Nessa quinta-feira (8), o suspeito foi localizado na Rua João Paulo II, do bairro Fernandes, no município de Propriá, região do Baixo São Francisco, onde ficou escondido por 20 dias. “Encontramos ele dentro de um baú de roupas na casa de sua mãe. Ele admite que praticou o crime”, afirmou o delegado Fábio Santana.
O crime teria sido praticado após uma discussão entre Clenilson e Lenaldo porque dois dias antes, o rapaz e sua namorada teriam invadido a residência da vítima para furtar frutas.

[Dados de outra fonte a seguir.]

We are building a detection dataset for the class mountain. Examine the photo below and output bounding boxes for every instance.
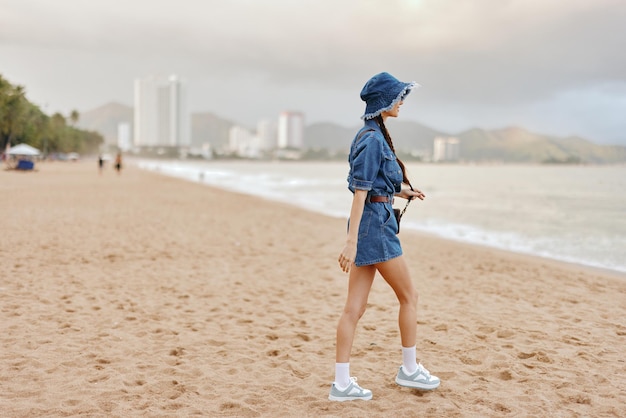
[78,103,626,164]
[454,127,626,163]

“Ele alega que no momento em que foi pegar as frutas, seu Lenaldo teria xingado a companheira dele de rapariga. Então, ele foi tomar satisfações e seu Lenaldo, que estava com um facão, partiu para cima dele, mas ele tomou a arma e ceifou a vida da vítima. Entretanto, alguns fatos não são condizentes com as provas que estão no inquérito”, detalhou Santana.As investigações conduzidas pela delegada Mariana Amorim apontaram que o diácono estava no sítio acompanhado pela esposa, Maria Elizabeth dos Santos de Jesus e Clenilson chegou ao local e disse que morava naquela região e estava procurando emprego. Elizabeth foi terminar o almoço e deixou o esposo conversando com o rapaz. Instantes depois, ela ouviu algumas pancadas e presenciou o marido tentando fugir, mas ele faleceu no quintal da propriedade.
Clenilson possui passagem pela polícia. Ele já respondeu um processo pelo crime de roubo, mas foi absolvido. Contudo, ainda responde a outro processo por violência domestica. O inquérito deve ser concluído pela delegada Mariana Amorim em até 10 dias. O preso foi reconhecido pela mulher da vítima e está à disposição da Justiça.